Tout le monde connait le funeste destin des enfants d’Izieu qui s’est joué le 6 avril 1944 dans notre département mais combien d’entre nous se sont rendus sur le site du Mémorial et on vu les lieux ?
C’est émouvant de voir chaque visage de ces gosses que l’on a pas réussi à sauver. La visite peut se faire en famille (à partir de 10 ans pour les enfants). Prendre absolument des billets pour une visite guidée. Les deux jeunes hommes qui racontent cette histoire douloureuse sont des historiens confirmés.
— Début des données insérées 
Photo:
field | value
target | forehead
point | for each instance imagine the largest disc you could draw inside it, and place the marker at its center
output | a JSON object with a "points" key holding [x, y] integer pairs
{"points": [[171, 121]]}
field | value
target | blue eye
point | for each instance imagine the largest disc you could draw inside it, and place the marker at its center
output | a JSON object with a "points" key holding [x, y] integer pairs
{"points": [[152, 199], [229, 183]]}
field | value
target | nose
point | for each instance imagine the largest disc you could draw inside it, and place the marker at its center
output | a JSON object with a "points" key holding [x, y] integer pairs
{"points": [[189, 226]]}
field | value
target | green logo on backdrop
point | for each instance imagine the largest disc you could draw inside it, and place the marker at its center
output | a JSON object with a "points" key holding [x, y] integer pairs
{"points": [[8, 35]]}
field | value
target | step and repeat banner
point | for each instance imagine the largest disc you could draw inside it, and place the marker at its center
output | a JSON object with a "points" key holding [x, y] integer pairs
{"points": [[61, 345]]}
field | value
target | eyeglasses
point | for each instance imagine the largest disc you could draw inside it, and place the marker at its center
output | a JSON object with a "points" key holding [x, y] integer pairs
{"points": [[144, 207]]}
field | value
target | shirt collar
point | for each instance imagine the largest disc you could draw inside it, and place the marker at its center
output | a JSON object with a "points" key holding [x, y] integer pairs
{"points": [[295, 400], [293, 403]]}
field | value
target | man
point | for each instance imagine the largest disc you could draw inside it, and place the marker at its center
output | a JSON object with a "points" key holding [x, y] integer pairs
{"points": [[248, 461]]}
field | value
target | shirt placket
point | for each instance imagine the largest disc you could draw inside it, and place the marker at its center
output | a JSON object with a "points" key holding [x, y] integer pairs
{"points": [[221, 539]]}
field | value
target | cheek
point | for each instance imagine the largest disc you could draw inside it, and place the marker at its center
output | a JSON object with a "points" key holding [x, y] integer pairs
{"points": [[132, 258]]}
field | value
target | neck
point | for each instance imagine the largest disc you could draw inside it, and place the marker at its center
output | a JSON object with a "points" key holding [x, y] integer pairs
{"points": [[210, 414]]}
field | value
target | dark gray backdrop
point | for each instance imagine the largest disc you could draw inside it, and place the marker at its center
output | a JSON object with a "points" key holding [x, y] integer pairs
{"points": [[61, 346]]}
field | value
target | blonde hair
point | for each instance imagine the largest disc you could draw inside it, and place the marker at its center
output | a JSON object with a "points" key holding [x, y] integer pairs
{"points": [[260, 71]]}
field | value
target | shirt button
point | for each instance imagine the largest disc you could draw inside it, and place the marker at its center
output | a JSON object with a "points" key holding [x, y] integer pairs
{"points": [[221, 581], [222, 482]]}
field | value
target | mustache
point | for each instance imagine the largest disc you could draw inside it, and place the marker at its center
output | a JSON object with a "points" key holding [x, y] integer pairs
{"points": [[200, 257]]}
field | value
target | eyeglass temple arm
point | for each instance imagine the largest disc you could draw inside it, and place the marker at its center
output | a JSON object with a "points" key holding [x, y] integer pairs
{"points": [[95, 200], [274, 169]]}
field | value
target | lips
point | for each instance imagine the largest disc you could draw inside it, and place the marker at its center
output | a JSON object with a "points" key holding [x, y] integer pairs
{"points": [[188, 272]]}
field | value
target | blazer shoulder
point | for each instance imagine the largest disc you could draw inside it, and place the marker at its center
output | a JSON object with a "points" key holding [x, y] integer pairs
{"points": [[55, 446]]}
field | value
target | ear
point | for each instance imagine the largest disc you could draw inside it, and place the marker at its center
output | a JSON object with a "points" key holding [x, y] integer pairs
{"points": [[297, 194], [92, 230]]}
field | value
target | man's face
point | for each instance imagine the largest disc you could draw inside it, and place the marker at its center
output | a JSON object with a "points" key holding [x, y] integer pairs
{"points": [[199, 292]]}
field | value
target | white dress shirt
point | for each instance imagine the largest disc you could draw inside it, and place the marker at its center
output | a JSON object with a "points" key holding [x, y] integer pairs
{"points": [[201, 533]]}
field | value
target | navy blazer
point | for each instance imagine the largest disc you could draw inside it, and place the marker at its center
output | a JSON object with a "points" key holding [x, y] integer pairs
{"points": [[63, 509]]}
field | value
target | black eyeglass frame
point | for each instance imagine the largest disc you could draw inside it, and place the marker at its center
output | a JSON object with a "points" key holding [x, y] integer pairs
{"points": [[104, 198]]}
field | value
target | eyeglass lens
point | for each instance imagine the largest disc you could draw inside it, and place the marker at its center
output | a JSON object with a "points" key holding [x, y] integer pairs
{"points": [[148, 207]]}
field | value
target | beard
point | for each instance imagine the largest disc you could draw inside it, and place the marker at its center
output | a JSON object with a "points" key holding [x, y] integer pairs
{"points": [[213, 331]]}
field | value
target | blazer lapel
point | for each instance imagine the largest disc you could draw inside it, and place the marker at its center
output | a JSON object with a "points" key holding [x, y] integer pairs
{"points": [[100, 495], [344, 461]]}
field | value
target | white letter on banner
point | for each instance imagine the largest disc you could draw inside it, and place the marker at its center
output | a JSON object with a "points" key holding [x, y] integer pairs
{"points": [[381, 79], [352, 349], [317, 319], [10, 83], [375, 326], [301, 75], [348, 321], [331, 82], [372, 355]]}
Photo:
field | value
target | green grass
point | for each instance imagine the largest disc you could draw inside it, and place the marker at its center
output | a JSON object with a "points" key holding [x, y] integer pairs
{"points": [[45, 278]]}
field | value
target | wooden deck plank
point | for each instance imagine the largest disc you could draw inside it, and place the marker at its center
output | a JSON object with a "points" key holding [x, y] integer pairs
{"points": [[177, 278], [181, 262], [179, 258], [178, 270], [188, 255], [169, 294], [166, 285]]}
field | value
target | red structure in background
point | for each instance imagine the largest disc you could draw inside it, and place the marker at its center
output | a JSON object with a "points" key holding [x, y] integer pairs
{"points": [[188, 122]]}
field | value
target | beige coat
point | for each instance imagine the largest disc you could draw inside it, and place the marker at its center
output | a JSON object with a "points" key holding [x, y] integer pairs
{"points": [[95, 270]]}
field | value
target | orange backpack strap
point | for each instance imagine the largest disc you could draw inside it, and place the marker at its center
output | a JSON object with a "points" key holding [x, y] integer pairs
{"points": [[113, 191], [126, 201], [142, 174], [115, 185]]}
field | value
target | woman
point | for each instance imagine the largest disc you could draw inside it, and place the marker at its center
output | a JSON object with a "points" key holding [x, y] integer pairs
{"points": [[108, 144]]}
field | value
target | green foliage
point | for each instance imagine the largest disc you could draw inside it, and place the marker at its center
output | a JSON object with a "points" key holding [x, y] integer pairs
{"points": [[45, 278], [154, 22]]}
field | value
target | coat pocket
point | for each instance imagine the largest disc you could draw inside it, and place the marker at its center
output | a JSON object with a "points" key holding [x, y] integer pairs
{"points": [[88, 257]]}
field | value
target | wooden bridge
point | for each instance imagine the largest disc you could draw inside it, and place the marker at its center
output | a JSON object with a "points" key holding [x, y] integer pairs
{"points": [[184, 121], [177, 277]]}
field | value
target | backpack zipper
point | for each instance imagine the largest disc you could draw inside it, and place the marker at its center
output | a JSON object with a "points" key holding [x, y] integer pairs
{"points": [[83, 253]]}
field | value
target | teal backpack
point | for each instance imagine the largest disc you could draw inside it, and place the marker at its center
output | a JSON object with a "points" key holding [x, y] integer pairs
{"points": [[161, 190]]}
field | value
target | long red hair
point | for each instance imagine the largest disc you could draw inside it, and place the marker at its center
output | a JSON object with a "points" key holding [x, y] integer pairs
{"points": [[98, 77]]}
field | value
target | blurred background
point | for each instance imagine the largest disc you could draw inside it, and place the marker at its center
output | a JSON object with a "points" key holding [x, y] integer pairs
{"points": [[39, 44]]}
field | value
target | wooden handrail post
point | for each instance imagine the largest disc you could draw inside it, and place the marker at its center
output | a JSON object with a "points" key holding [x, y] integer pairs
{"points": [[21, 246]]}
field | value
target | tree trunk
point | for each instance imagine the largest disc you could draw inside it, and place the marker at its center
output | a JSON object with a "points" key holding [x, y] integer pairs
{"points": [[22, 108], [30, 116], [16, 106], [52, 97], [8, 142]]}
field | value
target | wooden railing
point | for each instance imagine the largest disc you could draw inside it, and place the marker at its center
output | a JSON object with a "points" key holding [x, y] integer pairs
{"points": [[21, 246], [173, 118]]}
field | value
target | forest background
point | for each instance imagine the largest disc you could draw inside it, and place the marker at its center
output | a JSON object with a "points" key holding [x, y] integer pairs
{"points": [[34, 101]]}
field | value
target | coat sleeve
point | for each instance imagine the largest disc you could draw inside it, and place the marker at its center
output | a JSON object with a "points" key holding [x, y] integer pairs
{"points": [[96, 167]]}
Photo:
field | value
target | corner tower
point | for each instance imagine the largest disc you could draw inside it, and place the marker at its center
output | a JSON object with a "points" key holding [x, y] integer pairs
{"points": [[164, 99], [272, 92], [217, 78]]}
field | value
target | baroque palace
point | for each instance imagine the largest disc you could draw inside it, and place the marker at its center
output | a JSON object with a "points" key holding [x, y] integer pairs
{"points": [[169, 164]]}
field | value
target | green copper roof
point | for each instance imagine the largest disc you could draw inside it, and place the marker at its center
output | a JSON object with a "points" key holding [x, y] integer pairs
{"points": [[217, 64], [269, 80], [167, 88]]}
Sabine Zlatin, juive polonaise réfugiée en France avant la guerre et infirmière de la Croix Rouge veut éloigner des enfants juifs de Montpellier où les rafles nazies sont nombreuses. Pierre Marcel Wiltzer (sous préfet à Belley) propose une maison pour créer une colonie d’enfants qui se situe à l’entrée du village d’Izieu, en retrait de la route de Belley, à la frontière de 3 départements. – Ici vous serez tranquilles – dit-il à Sabine Zlatin. Elle accepte et entame avec son mari, le transfert des enfants. Elle engage des éducateurs. Une classe supplémentaire est créée et une institutrice est nommée. Izieu est en zone libre mais, en 1943, elle est rapidement englobée dans la zone d’occupation italienne. Quand l’Italie capitule, l’armée allemande occupe aussitôt les départements de cette ancienne zone italienne. Les persécutions antisémites s’y intensifient. Dans les premiers mois de 1944, les responsables de la colonie prennent conscience de la nécessité de disperser les enfants. Pierre Marcel Wiltzer est muté à Châtellerault dans la Vienne. Les MIRO ZLATIN perdent leur allié et fidèle soutien dans l’administration. Sabine est à Izieu en mars 44 mais elle décide de repartir à Montpellier à la fin de ce mois pour trouver un refuge plus sûr pour les enfants avec l’aide de l’abbé Charles Prévost. C’est durant ce déplacement qu’elle apprend, par télégramme, la rafle des enfants. Elle se précipite à Vichy, rencontre Joseph Darnand mais il ne veut rien entendre…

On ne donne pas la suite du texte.